百門の薔薇館

皆川博子の辺境薔薇館: Fragments of Hiroko Minagawa

皆川博子の辺境薔薇館: Fragments of Hiroko Minagawa


皆川博子の辺境薔薇館』の寄稿者用献本をいただきました。ありがとうございます。畏れ多くも皆川さん手書きのカードまで同封されています。
さっそく中をぱらぱらと見てびっくり。なんと、東雅夫さんが、「皆川博子を読み解くキーワード20」で、『猫舌男爵』の拙文解説を引用してくれているではありませんか。恐悦とはまさにこんなときに使う言葉でありましょう。

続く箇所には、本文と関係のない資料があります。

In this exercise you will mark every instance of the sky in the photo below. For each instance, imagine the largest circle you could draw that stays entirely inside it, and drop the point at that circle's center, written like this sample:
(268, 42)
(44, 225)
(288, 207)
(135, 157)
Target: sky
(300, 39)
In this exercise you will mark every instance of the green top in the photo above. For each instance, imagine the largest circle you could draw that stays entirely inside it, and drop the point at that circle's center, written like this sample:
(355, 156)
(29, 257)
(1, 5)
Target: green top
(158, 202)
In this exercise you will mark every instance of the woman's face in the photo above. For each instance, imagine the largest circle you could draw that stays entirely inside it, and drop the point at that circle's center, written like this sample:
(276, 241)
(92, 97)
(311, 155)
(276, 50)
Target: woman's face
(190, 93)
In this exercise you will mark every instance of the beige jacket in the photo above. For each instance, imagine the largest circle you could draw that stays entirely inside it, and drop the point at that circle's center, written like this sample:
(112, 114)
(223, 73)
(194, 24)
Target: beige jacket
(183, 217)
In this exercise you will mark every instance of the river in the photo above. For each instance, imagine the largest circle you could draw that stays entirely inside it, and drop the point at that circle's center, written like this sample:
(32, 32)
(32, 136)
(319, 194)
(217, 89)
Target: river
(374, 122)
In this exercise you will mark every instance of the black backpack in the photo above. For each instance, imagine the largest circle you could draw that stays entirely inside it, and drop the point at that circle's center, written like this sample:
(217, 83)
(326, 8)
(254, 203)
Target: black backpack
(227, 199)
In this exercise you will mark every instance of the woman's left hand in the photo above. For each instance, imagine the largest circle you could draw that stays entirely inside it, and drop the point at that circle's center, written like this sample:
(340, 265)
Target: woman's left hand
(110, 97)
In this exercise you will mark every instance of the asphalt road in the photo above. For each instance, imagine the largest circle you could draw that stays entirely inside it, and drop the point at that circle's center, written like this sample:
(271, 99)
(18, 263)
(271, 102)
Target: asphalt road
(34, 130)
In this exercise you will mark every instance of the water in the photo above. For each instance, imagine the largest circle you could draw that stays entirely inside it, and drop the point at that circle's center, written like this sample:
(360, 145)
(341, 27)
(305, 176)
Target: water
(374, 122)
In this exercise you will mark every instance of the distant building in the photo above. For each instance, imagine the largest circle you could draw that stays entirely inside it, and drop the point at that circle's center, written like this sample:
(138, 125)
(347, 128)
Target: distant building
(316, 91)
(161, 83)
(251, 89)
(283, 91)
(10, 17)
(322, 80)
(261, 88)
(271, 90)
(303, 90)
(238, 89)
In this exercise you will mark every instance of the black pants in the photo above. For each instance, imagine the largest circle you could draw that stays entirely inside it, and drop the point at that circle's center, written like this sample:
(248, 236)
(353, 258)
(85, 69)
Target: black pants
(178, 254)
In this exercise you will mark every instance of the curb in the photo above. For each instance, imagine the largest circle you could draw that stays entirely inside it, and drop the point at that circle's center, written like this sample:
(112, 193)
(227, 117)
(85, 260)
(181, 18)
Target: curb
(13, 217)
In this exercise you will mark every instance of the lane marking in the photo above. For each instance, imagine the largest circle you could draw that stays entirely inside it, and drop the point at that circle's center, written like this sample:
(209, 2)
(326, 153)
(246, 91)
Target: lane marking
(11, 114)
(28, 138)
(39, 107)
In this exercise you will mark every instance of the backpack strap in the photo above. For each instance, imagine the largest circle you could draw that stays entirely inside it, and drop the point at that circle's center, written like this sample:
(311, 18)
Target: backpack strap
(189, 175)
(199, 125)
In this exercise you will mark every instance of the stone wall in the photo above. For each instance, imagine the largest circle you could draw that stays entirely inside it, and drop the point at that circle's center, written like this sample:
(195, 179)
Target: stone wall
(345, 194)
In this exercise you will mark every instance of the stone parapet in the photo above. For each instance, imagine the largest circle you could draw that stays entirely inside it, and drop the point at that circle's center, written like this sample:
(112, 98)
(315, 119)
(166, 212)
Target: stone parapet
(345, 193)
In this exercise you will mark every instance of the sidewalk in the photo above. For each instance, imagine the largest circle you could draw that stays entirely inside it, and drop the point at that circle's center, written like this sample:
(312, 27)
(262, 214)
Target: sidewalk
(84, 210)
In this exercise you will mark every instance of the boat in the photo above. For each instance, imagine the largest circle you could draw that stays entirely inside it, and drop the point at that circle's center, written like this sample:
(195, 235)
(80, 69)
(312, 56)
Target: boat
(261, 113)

「テーベス百門の大都」という言葉がありますが、この辺境薔薇館すなわち皆川作品世界にも実は百くらいの入り口があります。皆川作品に興味はあるけれど、内容が多彩すぎて何から読んだらいいのかわからない、という方は、まずはこの東さんの文章を参考にされてはいかがでしょう。もしあなたが澁澤好きならこの本から、映画好きならこの本、幽霊好きなら、人形好きなら……というような懇切丁寧なガイドとしてもこの「キーワード20」は重宝します。
日下三蔵さんの著作リストも大変な労作。こちらはテーマ別ではなくミステリ・幻想小説・時代小説……とジャンル別にガイドがなされていて、ジャンルから入ろうという人にはうってつけです。

おお、あと、西崎憲さんの文章にある「世界文学性」というフレーズは言いえて妙です。海外文学は好きだけれど皆川作品は読んだことがない、という人はぜひ『猫舌男爵』を手にとってみてください。きっとアッと驚いて腰を抜かしますよ。